Further, the bill proposes to ban certain industries from making political donations without clear objective evidence or explanation of the basis for these proposed restraints. While the committee recognises that keeping Australia's electoral system free of undue influence is paramount to preserving the integrity of Australia's democratic institutions and elected representatives, it is unclear to the committee how the proposed bans would achieve the bill's stated purpose without unjustifiably excluding specific groups from freely expressing their support for particular causes or policy issues.
It is not apparent to the committee that rigorous policy research at the Commonwealth level has been undertaken to substantiate the perceived influence of each of the prohibited industries proposed by the bill, or to demonstrate why these industries were included while others were not.
The bill also proposes to cap political donations from any source at $3000 per parliamentary term (as determined from the day after one election until the next election). While cognisant of the perceived potential for influence arising from large donations, the committee is of the view that the bill would both unfairly and unreasonably limit Australians' democratic freedom to express support for particular causes or policies.
The committee notes that there is no consensus, either among the submissions received or in public debate more generally, on whether donation caps are appropriate or, if caps were in place, what level the cap should be set at. Indeed, the low level of the cap and the absence of an indexation mechanism would result in the cap diminishing in real terms over time.
The practicality of the bill is also severely limited by significant drafting and implementation issues. These issues were also identified and commented on in a large number of submissions received to the committee's inquiry.
Problems with the bill are entrenched in its definitions of 'gift' and 'political donation'. For example, the bill would expand the definition of 'gift' in Part XX of the Electoral Act to include subscription and membership fees, and attendance at fundraising events.
The committee believes that this expanded definition of 'gift' and 'political donation' would have severe implications for the important fundraising work undertaken by third party campaigners such as charities. The definition also ignores the fact that political parties themselves are inherently not-for-profit entities that are volunteer run and rely on constant fundraising activity to survive and communicate their policy ideas. Additionally, this definition would create an unreasonable administrative burden for Australians who choose to pay membership fees to various organisations.
The committee is concerned that the bill does not appear to have given consideration to the significant burden that its proposed measures would place on Australian taxpayers, as political parties and candidates would become reliant on public funding to finance their political activities. This is particularly the case given the growth in the number of constituents in each electorate over recent decades and the cost of communicating with these constituents in today's media environment.
A measure such as this would seem unworkable without an expanded public-funding system, yet the bill fails to address any such connected changes.

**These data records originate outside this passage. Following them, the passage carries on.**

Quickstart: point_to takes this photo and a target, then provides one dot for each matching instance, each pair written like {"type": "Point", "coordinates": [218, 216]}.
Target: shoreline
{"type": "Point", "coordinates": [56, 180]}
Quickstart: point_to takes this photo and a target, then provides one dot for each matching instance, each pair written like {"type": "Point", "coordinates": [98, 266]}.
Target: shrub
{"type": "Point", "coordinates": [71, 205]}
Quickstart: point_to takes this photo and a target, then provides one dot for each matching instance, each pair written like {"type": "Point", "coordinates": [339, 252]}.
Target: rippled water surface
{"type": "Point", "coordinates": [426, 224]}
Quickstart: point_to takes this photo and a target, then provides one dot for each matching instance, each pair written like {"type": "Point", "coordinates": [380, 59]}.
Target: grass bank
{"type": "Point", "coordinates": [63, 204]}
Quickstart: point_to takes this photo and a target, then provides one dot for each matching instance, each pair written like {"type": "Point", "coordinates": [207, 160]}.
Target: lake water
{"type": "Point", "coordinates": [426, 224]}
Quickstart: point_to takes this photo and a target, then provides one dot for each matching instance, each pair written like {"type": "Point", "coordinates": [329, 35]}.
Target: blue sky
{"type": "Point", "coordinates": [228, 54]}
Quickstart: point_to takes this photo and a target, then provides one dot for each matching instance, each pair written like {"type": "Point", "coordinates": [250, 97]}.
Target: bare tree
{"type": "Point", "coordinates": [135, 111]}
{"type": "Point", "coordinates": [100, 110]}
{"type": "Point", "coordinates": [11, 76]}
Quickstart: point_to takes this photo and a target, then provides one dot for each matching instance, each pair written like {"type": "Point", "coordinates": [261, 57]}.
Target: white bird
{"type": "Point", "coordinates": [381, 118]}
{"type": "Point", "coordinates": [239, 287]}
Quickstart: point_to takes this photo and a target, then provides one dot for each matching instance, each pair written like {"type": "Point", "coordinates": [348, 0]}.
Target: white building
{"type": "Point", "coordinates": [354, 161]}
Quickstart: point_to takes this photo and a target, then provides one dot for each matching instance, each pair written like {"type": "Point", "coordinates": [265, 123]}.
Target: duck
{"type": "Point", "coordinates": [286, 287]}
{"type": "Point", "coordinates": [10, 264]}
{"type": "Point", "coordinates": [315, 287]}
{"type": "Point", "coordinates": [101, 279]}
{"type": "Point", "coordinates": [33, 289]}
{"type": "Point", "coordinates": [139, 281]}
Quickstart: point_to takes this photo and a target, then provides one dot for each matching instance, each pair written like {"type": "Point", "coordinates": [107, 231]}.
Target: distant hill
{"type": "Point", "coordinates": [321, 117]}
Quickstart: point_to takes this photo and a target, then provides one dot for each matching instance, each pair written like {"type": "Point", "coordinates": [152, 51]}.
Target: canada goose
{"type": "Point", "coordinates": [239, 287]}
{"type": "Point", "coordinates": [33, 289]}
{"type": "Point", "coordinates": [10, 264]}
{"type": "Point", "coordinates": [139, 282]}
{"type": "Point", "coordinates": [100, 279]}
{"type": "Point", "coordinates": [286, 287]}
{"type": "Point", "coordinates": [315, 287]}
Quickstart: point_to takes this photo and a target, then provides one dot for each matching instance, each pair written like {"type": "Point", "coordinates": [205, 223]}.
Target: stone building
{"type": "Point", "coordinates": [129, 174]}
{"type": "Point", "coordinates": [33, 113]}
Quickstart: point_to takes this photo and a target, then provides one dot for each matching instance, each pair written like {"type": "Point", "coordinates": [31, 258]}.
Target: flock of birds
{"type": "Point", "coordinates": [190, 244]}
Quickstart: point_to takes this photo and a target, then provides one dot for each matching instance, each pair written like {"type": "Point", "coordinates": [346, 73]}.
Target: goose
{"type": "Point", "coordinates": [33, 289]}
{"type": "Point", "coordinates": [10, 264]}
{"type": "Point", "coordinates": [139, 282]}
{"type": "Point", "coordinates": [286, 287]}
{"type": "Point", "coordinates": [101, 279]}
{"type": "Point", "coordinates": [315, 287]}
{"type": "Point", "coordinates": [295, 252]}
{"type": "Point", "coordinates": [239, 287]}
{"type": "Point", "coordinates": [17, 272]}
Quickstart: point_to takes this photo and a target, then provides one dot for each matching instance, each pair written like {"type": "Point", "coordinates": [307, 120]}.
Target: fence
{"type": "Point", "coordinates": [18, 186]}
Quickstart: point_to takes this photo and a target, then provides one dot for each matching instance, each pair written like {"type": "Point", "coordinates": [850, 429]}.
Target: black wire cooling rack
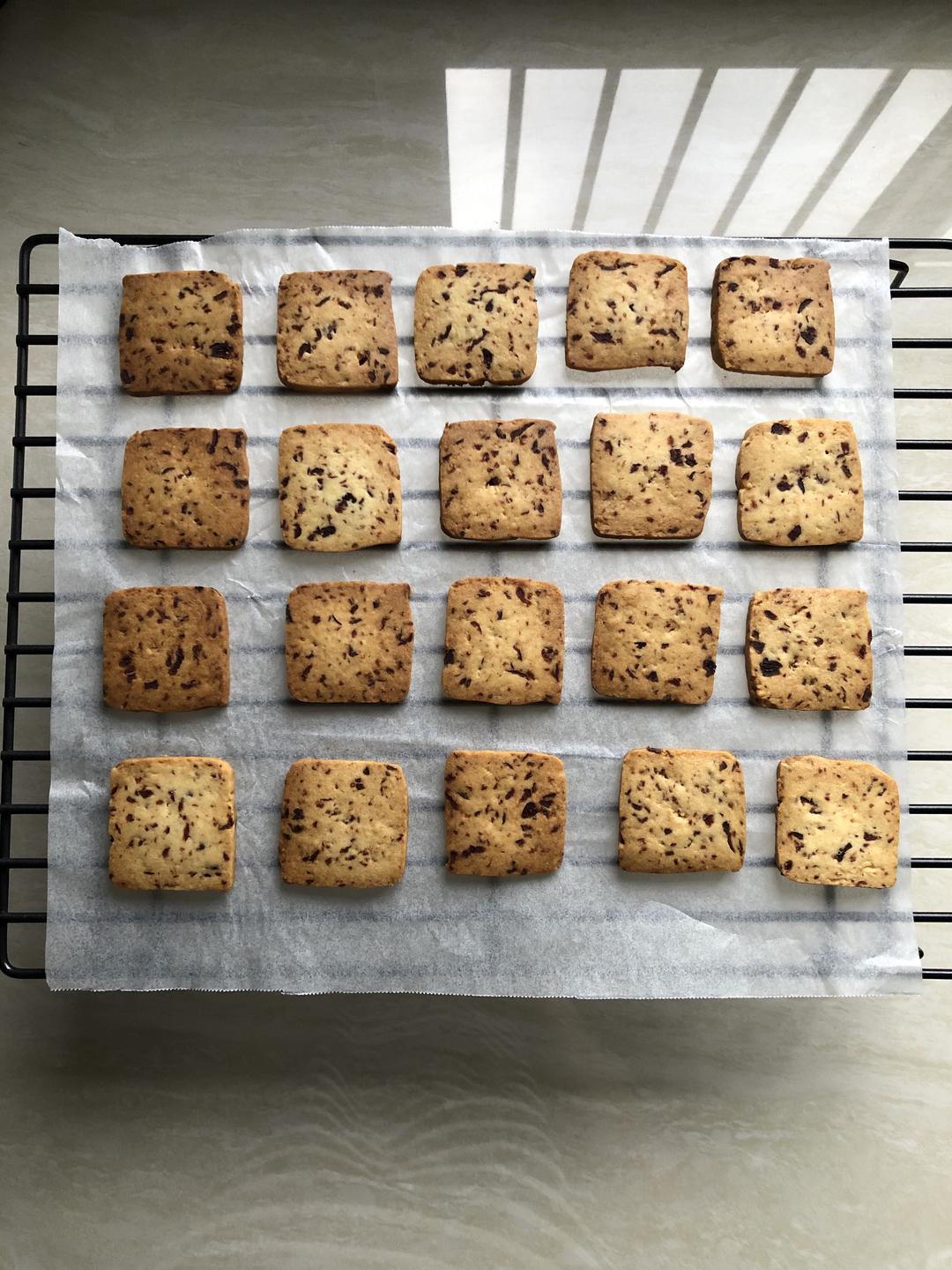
{"type": "Point", "coordinates": [25, 554]}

In addition to the significant concerns regarding constitutional validity and drafting issues discussed earlier in this chapter, the implementation of the bill would also be challenged by the unreasonable burden its proposals would place on the AEC, which would be the responsible body for the administration and enforcement of the bill's measures.
The committee recommends that the Commonwealth Electoral Amendment (Banning Dirty Donations) Bill 2020 not be passed.